Последнее слово подсудимого, солдата первого разряда Майкла Ч. Коллинза
(Стенографическая запись)
   «Не знаю, известно ли джентльменам за судейским столом, что я был освобожден от призыва на военную службу из-за плохого зрения. Но я добивался, чтобы меня взяли в армию добровольцем. И я добился. Я это сделал потому, что хотел лично участвовать в борьбе с той формой насилия, которая называется фашизмом. Сейчас я не могу без стыда вспомнить об этом, но я воевал, как все. Тогда мне казалось, что каждый убитый мной немец приближает избавление мира от ужасов насилия. Так это продолжалось некоторое время. Но постепенно сомнения стали одолевать меня. «Неужели можно убийством пресечь убийства?» – спрашивал я себя. Я продолжал ходить в бой, но старался не стрелять, если только не вынуждала меня к этому необходимость самосохранения. И вот однажды случилось нечто такое, что окончательно отвратило меня от убийств. Случилось, что в рукопашной стычке, испугавшись за себя, я застрелил одного немецкого солдата, который, как тут же выяснилось, совершенно не покушался на мою жизнь. И я услышал возглас другого – потом оказалось, что это его брат-близнец: «Что вы сделали! Он шел в бой без оружия! Вы убили ангела!…» Взятый в плен, этот солдат рассказал мне, что его брат, убитый мной, ни в кого не стрелял, что он не хотел марать свою душу убийством, что он считал, что люди могут договориться друг с другом мирно, не прибегая к насилию, одной силой убеждения. Тогда я понял, что война – это наибольшая гнусность, какая возможна на земле, и она порождает другие гнусности, и что мир вступил в эпоху убийств…»
   На этом стенограмма обрывается. Конвей в упомянутой статье «Бедный заблудший ангел», помещенной в 1946 году в парижском издании «Геральд трибюн», пишет, что начавшийся артиллерийский обстрел встревожил главного судью, хотя нисколько не повлиял на публику за канатом, там ни один человек не тронулся с места. Конвей приводит еще одну фразу Майкла. Он посмотрел в публику, нашел глазами заплаканное жалкое лицо Мари и, обращаясь к суду, сказал глухим голосом: «Конечно, я виноват… с вашей точки зрения…»
   Вряд ли судьи, как свидетельствует Конвей, обратили внимание на эти слова, которые при желании можно было счесть, по мнению Конвея, за признание своей вины. В обстановке все усиливающегося обстрела полковник Вулворт пробормотал приговор. Мало до кого из публики дошел его задыхающийся голос, к тому же то и дело заглушаемый уже довольно близкими разрывами снарядов. По крайней мере, еще два дня спустя солдаты спрашивали друг друга: «Так что они сделали в конце концов с тем парнем, который так лихо обделал всю эту судейскую шпану?»

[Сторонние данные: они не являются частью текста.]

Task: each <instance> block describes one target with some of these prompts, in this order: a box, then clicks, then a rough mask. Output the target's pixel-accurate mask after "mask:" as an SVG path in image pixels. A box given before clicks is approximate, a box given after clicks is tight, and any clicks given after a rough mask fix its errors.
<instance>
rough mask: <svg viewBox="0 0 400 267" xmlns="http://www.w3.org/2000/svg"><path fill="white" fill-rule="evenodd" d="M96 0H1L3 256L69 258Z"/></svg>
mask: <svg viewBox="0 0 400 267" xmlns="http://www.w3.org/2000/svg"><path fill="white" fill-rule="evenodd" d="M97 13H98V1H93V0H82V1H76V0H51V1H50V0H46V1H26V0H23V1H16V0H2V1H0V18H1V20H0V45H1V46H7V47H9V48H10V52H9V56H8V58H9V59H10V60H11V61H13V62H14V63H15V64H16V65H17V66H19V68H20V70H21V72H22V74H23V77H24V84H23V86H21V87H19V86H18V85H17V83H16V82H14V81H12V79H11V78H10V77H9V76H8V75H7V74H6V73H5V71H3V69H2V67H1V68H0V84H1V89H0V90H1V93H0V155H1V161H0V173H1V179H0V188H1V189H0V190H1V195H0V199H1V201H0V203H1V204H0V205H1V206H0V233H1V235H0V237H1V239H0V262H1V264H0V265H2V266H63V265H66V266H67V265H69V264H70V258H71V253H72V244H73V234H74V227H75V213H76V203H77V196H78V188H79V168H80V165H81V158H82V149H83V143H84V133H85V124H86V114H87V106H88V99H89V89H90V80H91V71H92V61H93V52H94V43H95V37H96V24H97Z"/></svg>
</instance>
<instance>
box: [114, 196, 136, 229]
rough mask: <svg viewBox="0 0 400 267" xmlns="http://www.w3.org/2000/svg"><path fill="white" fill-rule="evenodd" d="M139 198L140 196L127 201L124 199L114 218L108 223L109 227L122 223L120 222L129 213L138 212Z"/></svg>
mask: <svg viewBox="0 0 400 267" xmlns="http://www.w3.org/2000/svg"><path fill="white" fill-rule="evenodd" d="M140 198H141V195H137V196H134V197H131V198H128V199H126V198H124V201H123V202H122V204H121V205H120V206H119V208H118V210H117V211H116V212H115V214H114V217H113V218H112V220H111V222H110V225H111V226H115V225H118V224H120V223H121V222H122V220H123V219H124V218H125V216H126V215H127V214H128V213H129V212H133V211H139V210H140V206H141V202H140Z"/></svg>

   В той же статье Конвей пишет, что полковник Вулворт нисколько не кровожаден, как и те две марионетки, что сидели по обе стороны его. «Дело не в них, – продолжал Конвей, – дело в автоматизме военно-бюрократической машины. С той же аккуратностью, с какой автомат, куда вы опустили монету, выбрасывает вам пачку сигарет или бутылку кока-колы, военно-бюрократическая машина, куда Майкл опустил свои ангельские антивоенные взгляды, выбросила ему смерть».
   Приговор был приведен в исполнение через полтора часа после вынесения, на обрывистом берегу речонки Вамм. Тело кое-как зарыли, а вернее, забросали снегом там же в овраге.

«Северный ветер»

   Раз в день Штольберга выпускали погулять. Разумеется, с конвоиром. Каждый раз это был другой эсэсман. Разговаривать им, по-видимому, было запрещено. Может быть, им внушили, что Штольберг крупный преступник. Во всяком случае, попытки Штольберга завести разговор не удавались. На его слова эсэсманы не откликались. Штольберг злился. Он возненавидел своих.безмолвных стражей. Как-то ему попался конвоир-коротышка. Длинноногий Штольберг намеренно делал огромные шаги. Коротенький солдат еле поспевал за ним, задыхался, потел. Штольберг насмешливо оглядывался и встречал горящие злобой глаза. Вечером Биттнер сказал ему:
   – Я понимаю, вам скучно. Но это довольно опасный вид развлечения. Солдат может принять вашу быструю походку за попытку к бегству и всадить вам пулю в затылок.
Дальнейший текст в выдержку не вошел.